HOMECORE needs a wire-compatible Assist pipeline so that:

The HA iOS/Android companion app's "Assist" button works against HOMECORE.
The HOMECORE-API WebSocket assist command (ADR-130 §2.2) has a handler.
The ruflo agent toolchain (ADR-124) can provide LLM-grade intent disambiguation as a drop-in upgrade path for the P1 regex recognizer.

1.1 Ruflo integration approach

Ruflo's agent runner exposes an MCP-over-stdio interface (node ruflo-agent.js). HOMECORE-ASSIST manages a long-lived subprocess (Q3 Windows concern below), sends utterance JSON, and receives intent JSON back. In P1 we ship only the trait surface and a NoopRunner stub; the real subprocess management is P2.

1.2 Ruvector semantic intent matching (P2)
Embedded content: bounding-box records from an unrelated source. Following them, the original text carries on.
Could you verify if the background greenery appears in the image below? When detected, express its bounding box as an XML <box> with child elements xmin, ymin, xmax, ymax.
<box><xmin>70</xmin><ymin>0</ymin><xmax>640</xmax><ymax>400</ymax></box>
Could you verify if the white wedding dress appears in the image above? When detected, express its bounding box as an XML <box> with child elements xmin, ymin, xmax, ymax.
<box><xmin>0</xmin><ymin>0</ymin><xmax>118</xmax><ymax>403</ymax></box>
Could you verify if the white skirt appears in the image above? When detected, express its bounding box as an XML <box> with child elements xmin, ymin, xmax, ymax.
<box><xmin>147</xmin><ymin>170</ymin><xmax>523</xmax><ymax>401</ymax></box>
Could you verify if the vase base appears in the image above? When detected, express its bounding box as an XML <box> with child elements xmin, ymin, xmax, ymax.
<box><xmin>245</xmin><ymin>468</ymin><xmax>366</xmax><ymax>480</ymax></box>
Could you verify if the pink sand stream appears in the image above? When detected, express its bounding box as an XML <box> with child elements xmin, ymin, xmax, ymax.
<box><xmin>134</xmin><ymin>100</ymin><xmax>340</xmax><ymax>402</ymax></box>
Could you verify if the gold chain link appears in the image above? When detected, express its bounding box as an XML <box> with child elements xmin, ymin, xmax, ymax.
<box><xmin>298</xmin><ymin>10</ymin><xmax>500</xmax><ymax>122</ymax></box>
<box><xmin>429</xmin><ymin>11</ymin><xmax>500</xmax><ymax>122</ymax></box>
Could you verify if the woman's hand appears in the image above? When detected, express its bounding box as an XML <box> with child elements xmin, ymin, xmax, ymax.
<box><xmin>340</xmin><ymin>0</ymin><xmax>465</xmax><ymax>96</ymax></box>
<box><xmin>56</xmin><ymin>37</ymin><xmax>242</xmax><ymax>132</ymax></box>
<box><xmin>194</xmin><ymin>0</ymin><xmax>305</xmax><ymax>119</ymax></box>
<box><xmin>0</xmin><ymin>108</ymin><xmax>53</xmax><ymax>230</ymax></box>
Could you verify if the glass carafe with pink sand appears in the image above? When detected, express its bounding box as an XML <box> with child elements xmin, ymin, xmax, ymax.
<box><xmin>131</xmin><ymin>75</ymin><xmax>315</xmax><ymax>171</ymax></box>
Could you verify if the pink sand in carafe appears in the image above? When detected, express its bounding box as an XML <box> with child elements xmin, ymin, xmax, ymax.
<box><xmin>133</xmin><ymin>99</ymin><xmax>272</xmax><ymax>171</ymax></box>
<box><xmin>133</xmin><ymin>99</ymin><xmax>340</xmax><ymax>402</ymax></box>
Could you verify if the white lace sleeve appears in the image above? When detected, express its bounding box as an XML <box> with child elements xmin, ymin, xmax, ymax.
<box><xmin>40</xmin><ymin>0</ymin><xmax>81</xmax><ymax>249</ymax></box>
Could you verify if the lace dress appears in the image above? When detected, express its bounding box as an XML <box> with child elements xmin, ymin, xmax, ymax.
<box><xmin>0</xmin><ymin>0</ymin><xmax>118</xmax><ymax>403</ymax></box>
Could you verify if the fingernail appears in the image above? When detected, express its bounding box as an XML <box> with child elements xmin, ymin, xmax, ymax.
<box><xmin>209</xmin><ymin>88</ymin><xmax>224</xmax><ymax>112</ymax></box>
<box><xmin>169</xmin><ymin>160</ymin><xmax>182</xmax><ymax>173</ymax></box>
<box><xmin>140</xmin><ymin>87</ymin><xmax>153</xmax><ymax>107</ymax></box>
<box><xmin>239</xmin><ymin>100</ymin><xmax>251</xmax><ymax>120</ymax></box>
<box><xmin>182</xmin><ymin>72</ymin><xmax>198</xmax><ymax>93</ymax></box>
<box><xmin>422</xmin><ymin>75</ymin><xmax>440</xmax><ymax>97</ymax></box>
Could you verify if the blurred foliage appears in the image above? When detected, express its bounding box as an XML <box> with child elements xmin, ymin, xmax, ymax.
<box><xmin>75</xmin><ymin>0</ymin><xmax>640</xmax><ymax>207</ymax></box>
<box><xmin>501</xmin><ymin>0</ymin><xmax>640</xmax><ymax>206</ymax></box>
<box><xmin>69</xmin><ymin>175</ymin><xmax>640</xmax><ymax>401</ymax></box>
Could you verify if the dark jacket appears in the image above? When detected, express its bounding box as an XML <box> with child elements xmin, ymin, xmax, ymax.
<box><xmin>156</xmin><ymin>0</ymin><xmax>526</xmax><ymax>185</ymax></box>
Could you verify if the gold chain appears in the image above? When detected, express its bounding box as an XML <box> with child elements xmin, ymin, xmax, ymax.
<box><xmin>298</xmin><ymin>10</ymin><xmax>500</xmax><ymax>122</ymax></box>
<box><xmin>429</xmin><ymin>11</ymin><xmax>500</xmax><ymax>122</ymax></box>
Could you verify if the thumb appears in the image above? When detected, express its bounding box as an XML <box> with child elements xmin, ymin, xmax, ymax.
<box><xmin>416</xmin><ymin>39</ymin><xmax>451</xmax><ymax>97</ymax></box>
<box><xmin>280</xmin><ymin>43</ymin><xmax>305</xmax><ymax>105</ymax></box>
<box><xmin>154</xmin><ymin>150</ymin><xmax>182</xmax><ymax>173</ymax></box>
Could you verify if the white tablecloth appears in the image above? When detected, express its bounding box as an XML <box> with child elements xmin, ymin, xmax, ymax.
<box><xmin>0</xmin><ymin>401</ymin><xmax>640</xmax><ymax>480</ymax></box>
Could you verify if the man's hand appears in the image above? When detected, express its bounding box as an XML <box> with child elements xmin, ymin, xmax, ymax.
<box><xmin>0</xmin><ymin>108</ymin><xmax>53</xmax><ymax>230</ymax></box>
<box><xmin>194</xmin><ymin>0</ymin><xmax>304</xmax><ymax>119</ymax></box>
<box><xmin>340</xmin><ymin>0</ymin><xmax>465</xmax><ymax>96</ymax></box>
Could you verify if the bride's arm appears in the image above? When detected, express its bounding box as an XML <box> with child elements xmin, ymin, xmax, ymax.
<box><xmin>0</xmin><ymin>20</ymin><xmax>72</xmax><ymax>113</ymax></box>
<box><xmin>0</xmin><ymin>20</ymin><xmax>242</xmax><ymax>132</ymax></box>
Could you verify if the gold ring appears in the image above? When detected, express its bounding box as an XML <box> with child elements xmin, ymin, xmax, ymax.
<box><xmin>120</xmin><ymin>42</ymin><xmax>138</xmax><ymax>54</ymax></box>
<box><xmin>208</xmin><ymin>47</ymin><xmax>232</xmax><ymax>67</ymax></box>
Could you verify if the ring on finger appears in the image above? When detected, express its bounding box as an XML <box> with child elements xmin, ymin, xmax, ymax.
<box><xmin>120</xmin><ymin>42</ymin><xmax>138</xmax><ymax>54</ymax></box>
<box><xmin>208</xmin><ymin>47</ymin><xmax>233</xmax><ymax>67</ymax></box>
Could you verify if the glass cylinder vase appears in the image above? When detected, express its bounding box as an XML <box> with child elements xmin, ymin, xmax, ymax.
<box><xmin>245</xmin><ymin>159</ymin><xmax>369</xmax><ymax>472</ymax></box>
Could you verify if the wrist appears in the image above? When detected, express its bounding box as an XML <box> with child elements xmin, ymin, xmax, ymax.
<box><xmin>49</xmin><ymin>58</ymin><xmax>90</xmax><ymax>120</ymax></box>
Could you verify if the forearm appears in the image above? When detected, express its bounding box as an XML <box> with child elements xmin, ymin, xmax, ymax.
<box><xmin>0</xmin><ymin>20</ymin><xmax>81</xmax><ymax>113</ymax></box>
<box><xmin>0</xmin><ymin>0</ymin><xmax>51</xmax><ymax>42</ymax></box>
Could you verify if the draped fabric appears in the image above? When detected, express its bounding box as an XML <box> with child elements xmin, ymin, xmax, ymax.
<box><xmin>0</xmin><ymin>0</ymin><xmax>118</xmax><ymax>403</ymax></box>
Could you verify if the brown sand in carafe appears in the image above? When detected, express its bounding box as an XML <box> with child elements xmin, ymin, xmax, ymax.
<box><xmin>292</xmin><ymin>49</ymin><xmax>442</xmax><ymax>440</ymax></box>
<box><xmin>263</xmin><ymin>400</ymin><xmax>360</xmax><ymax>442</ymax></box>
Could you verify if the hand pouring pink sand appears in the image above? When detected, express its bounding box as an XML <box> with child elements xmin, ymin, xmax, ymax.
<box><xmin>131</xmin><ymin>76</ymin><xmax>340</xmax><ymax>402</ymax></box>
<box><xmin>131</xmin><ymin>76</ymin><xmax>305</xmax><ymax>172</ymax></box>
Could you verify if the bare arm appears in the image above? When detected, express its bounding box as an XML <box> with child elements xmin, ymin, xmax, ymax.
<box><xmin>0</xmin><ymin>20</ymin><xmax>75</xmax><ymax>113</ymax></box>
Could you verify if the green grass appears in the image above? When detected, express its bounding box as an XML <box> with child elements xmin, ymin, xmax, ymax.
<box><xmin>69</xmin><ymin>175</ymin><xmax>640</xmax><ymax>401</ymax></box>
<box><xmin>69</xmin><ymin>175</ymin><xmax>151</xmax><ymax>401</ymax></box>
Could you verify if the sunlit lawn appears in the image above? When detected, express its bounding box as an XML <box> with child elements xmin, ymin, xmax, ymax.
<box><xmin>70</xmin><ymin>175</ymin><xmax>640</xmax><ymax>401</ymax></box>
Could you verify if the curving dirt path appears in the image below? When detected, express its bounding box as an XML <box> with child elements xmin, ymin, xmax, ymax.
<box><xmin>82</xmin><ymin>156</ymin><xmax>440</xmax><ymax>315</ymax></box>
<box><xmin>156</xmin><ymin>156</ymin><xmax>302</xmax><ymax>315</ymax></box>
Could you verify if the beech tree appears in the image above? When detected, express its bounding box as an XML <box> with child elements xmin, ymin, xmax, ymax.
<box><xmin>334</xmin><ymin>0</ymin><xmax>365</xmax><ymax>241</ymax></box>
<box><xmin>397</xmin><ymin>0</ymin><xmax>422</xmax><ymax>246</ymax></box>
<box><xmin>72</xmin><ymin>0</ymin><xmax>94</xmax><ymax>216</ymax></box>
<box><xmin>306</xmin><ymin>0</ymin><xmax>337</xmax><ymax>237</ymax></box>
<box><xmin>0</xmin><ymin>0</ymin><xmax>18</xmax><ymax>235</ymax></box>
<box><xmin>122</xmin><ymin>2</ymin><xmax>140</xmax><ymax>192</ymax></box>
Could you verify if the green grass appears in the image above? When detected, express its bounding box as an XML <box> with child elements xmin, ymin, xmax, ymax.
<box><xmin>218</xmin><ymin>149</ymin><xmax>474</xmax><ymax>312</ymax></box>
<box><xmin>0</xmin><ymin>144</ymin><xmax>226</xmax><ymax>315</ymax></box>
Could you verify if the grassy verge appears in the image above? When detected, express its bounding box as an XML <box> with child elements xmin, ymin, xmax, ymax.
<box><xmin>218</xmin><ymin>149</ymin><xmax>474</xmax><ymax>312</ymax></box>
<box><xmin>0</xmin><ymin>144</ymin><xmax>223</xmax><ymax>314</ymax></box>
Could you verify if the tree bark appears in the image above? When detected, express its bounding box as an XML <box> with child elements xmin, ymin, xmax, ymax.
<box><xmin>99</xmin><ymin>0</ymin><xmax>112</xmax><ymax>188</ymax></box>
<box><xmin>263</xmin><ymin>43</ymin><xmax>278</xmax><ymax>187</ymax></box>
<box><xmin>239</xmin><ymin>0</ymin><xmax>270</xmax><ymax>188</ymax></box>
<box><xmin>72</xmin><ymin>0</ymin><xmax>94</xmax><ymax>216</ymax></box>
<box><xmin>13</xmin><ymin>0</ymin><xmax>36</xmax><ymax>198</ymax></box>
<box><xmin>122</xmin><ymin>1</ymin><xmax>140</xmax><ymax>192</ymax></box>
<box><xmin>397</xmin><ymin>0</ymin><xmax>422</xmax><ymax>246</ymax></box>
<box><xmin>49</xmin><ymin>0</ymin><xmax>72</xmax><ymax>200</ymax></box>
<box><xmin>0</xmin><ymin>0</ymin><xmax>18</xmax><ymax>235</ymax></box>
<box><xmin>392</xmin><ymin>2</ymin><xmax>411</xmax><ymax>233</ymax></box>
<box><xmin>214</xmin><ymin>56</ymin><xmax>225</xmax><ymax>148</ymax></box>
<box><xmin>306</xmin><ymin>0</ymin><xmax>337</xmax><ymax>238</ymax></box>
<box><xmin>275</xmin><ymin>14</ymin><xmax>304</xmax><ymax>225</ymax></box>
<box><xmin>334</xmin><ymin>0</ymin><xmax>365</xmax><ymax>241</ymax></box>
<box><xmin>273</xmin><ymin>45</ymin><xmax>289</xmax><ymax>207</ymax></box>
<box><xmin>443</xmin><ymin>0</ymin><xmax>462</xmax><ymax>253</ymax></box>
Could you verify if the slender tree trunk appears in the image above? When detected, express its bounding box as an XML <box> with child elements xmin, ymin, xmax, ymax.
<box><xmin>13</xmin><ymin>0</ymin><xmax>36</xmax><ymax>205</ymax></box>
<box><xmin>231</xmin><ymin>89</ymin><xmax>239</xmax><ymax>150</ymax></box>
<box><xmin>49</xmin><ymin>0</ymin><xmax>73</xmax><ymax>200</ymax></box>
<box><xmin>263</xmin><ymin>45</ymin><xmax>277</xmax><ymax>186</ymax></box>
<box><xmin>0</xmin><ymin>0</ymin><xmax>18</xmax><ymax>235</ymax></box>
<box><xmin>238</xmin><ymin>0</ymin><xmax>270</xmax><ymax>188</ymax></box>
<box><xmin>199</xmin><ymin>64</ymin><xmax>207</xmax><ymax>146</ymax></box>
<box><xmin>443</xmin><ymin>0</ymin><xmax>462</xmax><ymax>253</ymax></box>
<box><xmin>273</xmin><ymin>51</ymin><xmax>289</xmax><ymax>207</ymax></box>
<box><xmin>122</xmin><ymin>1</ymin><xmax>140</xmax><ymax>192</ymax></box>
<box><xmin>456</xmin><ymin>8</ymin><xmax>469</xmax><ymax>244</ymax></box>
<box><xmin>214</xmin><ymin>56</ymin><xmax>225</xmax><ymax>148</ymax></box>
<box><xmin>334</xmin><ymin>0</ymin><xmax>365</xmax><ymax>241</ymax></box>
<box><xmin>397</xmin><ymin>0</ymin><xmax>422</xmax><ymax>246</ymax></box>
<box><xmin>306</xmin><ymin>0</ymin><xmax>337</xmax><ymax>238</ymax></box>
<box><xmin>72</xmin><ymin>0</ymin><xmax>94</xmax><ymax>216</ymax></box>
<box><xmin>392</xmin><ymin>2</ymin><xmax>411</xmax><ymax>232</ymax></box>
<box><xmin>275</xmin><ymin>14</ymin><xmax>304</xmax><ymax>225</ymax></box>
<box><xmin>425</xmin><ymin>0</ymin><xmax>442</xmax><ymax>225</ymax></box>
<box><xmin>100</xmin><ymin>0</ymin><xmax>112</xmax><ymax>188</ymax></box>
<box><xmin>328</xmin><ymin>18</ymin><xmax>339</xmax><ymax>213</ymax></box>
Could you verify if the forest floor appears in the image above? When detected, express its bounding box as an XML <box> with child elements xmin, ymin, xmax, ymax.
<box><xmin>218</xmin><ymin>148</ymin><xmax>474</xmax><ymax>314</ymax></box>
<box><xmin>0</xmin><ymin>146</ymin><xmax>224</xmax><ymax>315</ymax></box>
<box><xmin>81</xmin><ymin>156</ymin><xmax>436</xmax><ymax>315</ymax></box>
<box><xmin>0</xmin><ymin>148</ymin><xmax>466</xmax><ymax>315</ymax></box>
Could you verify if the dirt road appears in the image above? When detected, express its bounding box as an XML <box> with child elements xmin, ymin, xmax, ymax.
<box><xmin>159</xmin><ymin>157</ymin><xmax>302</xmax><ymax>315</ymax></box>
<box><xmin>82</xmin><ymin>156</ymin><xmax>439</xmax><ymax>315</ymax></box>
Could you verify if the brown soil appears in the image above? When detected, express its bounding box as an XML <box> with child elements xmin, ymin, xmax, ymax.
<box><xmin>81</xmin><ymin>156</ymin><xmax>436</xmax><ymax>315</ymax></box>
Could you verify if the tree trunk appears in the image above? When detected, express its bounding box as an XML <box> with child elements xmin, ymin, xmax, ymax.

ruvector-core provides embedding + cosine-similarity primitives. P2 will add a SemanticIntentRecognizer that embeds the utterance and compares it to a HNSW index of intent exemplars, falling back to the P1 regex recognizer when similarity < 0.75. This is the mechanism that allows "dim the lights" to match HassLightSet without an explicit regex entry.

2. Design

2.1 Module layout (`v2/crates/homecore-assist/`)

Module	Contents
`intent`	`IntentName` newtype, `Intent` (name + slots), `IntentResponse` (speech + optional card + optional data)
`recognizer`	`IntentRecognizer` trait; `RegexIntentRecognizer` (P1); `SemanticIntentRecognizer` stub (P2)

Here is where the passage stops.